7. Iterative Verfahren zur Lösung von Gleichungen

Zusammenfassung
Viele Probleme der angewandten Mathematik münden in der Aufgabe, Gleichungen der Art \(f(x) = 0\) lösen, wobei \(f:D \rightarrow \mathbb {R}\) eine nichtlineare, reellwertige Funktion war. Sowohl bei der Berechnung von Nullstellen von Polynomen oder der Auswertung von notwendigen Bedingungen für Extremalprobleme kann man die in der Regel nichtlinearen Gleichungen nur lösen, wenn man Glück hat bzw. weil Beispiele geschickt gewählt wurden. In der Regel ist es nicht möglich, die Lösungen in Form von geschlossenen analytischen Ausdrücken exakt auszurechnen. In den meisten Fällen ist es allerdings möglich, Lösungen als Grenzwerte von Iterationsfolgen numerisch zu berechnen. In Ergänzung zu den Aufgabenstellungen in der ersten und zweiten Auflage dieses Buches werden hier Gauß-Newton-, SQP- und Abstiegsverfahren zusätzlich behandelt.
Günter Bärwolff

8. Numerische Lösung gewöhnlicher Differentialgleichungen

Zusammenfassung
In vielen Bereichen der Ingenieur- und Naturwissenschaften, aber auch in den Sozialwissenschaften und der Medizin erhält man im Ergebnis von mathematischen Modellierungen Gleichungen, in denen neben der gesuchten Funktion einer Veränderlichen auch deren Ableitungen vorkommen. Beispiele für das Auftreten solcher Gleichungen sind Steuerung von Raketen und Satelliten in der Luft- und Raumfahrt, chemische Reaktionen in der Verfahrenstechnik und Steuerung der automatischen Produktion im Rahmen der Robotertechnik.
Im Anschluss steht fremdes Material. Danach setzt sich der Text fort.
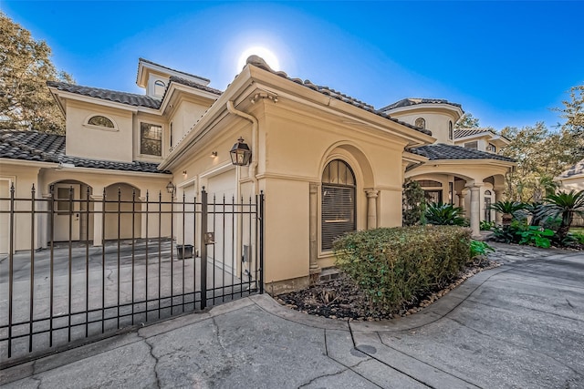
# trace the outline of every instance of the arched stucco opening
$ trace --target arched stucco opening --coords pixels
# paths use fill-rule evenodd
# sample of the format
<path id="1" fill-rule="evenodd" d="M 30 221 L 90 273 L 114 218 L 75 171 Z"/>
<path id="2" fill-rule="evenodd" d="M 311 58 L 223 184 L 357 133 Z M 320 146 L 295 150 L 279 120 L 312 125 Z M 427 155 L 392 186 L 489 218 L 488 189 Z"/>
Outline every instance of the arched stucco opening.
<path id="1" fill-rule="evenodd" d="M 140 238 L 141 200 L 140 189 L 124 182 L 104 189 L 104 240 Z"/>
<path id="2" fill-rule="evenodd" d="M 48 193 L 53 212 L 47 219 L 47 241 L 91 241 L 93 188 L 79 180 L 63 179 L 50 183 Z"/>

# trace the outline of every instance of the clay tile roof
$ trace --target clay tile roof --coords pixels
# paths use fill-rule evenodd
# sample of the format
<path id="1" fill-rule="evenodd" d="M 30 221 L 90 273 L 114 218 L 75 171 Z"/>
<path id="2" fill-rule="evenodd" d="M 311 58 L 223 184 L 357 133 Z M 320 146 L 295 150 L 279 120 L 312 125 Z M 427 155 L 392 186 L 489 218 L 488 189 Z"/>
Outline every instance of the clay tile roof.
<path id="1" fill-rule="evenodd" d="M 579 174 L 584 174 L 584 159 L 570 167 L 568 169 L 563 171 L 562 174 L 559 175 L 559 178 L 568 179 L 572 176 L 578 176 Z"/>
<path id="2" fill-rule="evenodd" d="M 486 151 L 465 148 L 460 146 L 436 143 L 410 148 L 408 151 L 428 158 L 430 160 L 437 159 L 497 159 L 507 162 L 515 162 L 515 159 Z"/>
<path id="3" fill-rule="evenodd" d="M 448 100 L 444 100 L 443 98 L 412 98 L 412 97 L 408 97 L 408 98 L 402 98 L 400 101 L 396 101 L 393 104 L 390 104 L 389 106 L 383 107 L 381 109 L 381 111 L 388 111 L 391 109 L 395 109 L 395 108 L 401 108 L 402 107 L 410 107 L 410 106 L 415 106 L 418 104 L 448 104 L 449 106 L 453 106 L 453 107 L 456 107 L 459 108 L 463 108 L 463 106 L 461 106 L 458 103 L 452 103 Z"/>
<path id="4" fill-rule="evenodd" d="M 161 107 L 161 100 L 145 95 L 136 95 L 99 87 L 82 87 L 80 85 L 68 84 L 59 81 L 47 81 L 47 85 L 64 92 L 89 96 L 90 97 L 101 98 L 103 100 L 114 101 L 133 107 L 145 107 L 153 109 L 158 109 Z"/>
<path id="5" fill-rule="evenodd" d="M 494 131 L 488 128 L 461 128 L 454 130 L 454 138 L 470 137 L 471 135 L 478 134 L 495 134 Z"/>
<path id="6" fill-rule="evenodd" d="M 323 95 L 329 96 L 332 98 L 336 98 L 336 99 L 343 101 L 343 102 L 345 102 L 347 104 L 350 104 L 353 107 L 357 107 L 358 108 L 366 110 L 368 112 L 371 112 L 371 113 L 373 113 L 375 115 L 381 116 L 381 117 L 385 118 L 387 118 L 389 120 L 391 120 L 391 121 L 399 123 L 399 124 L 401 124 L 402 126 L 408 127 L 408 128 L 410 128 L 412 129 L 415 129 L 416 131 L 422 132 L 422 133 L 426 134 L 426 135 L 432 135 L 432 131 L 430 131 L 428 129 L 420 128 L 418 127 L 412 126 L 412 125 L 411 125 L 409 123 L 406 123 L 404 121 L 393 118 L 390 117 L 388 114 L 382 112 L 382 110 L 375 109 L 375 107 L 373 106 L 370 105 L 370 104 L 367 104 L 367 103 L 365 103 L 365 102 L 363 102 L 361 100 L 359 100 L 359 99 L 357 99 L 355 97 L 351 97 L 350 96 L 348 96 L 348 95 L 345 95 L 343 93 L 340 93 L 340 92 L 339 92 L 339 91 L 337 91 L 335 89 L 332 89 L 332 88 L 330 88 L 328 87 L 323 87 L 323 86 L 316 85 L 316 84 L 312 83 L 310 80 L 308 80 L 308 79 L 302 81 L 300 78 L 292 78 L 292 77 L 289 77 L 287 76 L 287 74 L 286 74 L 285 72 L 273 70 L 266 63 L 266 61 L 263 58 L 261 58 L 260 56 L 249 56 L 247 58 L 246 63 L 250 64 L 250 65 L 253 65 L 253 66 L 255 66 L 256 67 L 259 67 L 260 69 L 263 69 L 263 70 L 268 71 L 270 73 L 273 73 L 273 74 L 275 74 L 276 76 L 279 76 L 279 77 L 281 77 L 283 78 L 288 79 L 288 80 L 290 80 L 292 82 L 295 82 L 297 84 L 302 85 L 302 86 L 304 86 L 306 87 L 308 87 L 310 89 L 313 89 L 313 90 L 315 90 L 317 92 L 322 93 Z"/>
<path id="7" fill-rule="evenodd" d="M 194 87 L 194 88 L 197 88 L 197 89 L 204 90 L 205 92 L 210 92 L 210 93 L 215 94 L 217 96 L 220 96 L 221 94 L 223 94 L 223 92 L 221 90 L 215 89 L 214 87 L 205 87 L 204 85 L 197 84 L 196 82 L 193 82 L 193 81 L 189 81 L 189 80 L 184 79 L 184 78 L 177 77 L 176 76 L 172 76 L 169 78 L 169 80 L 171 82 L 176 82 L 178 84 L 186 85 L 187 87 Z"/>
<path id="8" fill-rule="evenodd" d="M 163 67 L 163 68 L 168 69 L 168 70 L 171 70 L 171 71 L 172 71 L 172 72 L 182 73 L 182 74 L 183 74 L 183 75 L 185 75 L 185 76 L 189 76 L 189 77 L 195 77 L 195 78 L 199 78 L 199 79 L 202 79 L 202 80 L 204 80 L 204 81 L 207 81 L 207 82 L 211 82 L 211 80 L 210 80 L 209 78 L 202 77 L 200 77 L 200 76 L 193 75 L 193 74 L 187 73 L 187 72 L 183 72 L 183 71 L 182 71 L 182 70 L 176 70 L 176 69 L 173 69 L 173 68 L 172 68 L 172 67 L 165 67 L 164 65 L 157 64 L 156 62 L 149 61 L 148 59 L 144 59 L 144 58 L 138 58 L 138 64 L 139 64 L 138 66 L 139 66 L 139 67 L 140 67 L 140 62 L 141 62 L 141 62 L 146 62 L 147 64 L 154 65 L 154 66 L 156 66 L 156 67 Z"/>
<path id="9" fill-rule="evenodd" d="M 79 168 L 110 170 L 170 173 L 168 171 L 159 171 L 157 163 L 140 161 L 117 162 L 67 156 L 65 155 L 65 137 L 63 135 L 2 129 L 0 130 L 0 158 L 3 159 L 70 163 Z"/>

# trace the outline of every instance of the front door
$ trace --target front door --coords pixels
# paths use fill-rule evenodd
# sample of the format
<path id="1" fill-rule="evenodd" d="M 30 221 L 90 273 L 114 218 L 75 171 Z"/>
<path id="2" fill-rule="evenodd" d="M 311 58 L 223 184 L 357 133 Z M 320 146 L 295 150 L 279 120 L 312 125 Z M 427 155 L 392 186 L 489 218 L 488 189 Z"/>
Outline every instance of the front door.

Da man die Lösungen der Differentialgleichungen in der Regel nicht geschlossen analytisch bestimmen kann, ist man auf numerische Lösungsmethoden angewiesen. Bei den oben genannten Anwendungen in der Raumfahrt oder der chemischen Reaktionskinetik werden gewöhnliche Differentialgleichungen numerisch gelöst, wobei die besondere Herausforderung darin besteht, unterschiedlich schnell ablaufende Teilprozesse genau zu erfassen.
Günter Bärwolff

9. Numerische Lösung partieller Differentialgleichungen

Zusammenfassung
Gleichungen, die partielle Ableitungen von Funktionen mehrerer Veränderlicher enthalten, nennt man partielle Differentialgleichungen. Als Beispiele seien die Schwingungs- oder Wellengleichung, die Wärmeleitungsgleichung, die Maxwell’schen Gleichungen oder die Schrödingergleichung genannt. Im Folgenden sollen einige typische numerische Lösungsmethoden sowie deren funktionalanalytische Grundlagen dargelegt werden, die in der Physik, Struktur- und Strömungsmechanik Anwendung finden. Dabei wird einmal mit der Bilanzmethode ein heuristischer Weg und mit dem Galerkin-Verfahren bzw. der Finite-Element-Methode ein funktionalanalytischer Zugang beschritten.
Günter Bärwolff

10. Numerische Lösung stochastischer Differentialgleichungen

Zusammenfassung
Oftmals gibt es in mathematischen Modellen mit Differentialgleichungen zufällige Störungen, die durch Zufallsvariable beschrieben werden. In diesen Fällen spricht man von stochastischen Differentialgleichungen. Der Zufall kann sowohl als Term in der Differentialgleichung in Form von „verrauschten“ Koeffizienten, als auch in zufällig gestörten Anfangs- und Randbedingungen auftreten. Im Unterschied zu den nicht-stochastischen, also deterministischen Differentialgleichungen, muss man den Begriff der Lösung einer stochastischen Differentialgleichung unter dem Aspekt des Zufalls definieren. Die Lösungen sind im Allg. zufallsabhängige Größen. Um solche Gleichungen vernünftig interpretieren zu können, werden im Folgenden die erforderlichen Begriffe und Instrumente aus der Stochastik erarbeitet. Einige zum Verständnis des Themas „stochastische Differentialgleichungen“ hilfreiche elementare Grundlagen der Maß- und Wahrscheinlichkeitstheorie werden in einem Anhang dargelegt. Dort können die im Folgenden verwendeten Begriffe und Eigenschaften bei Bedarf nachgelesen werden.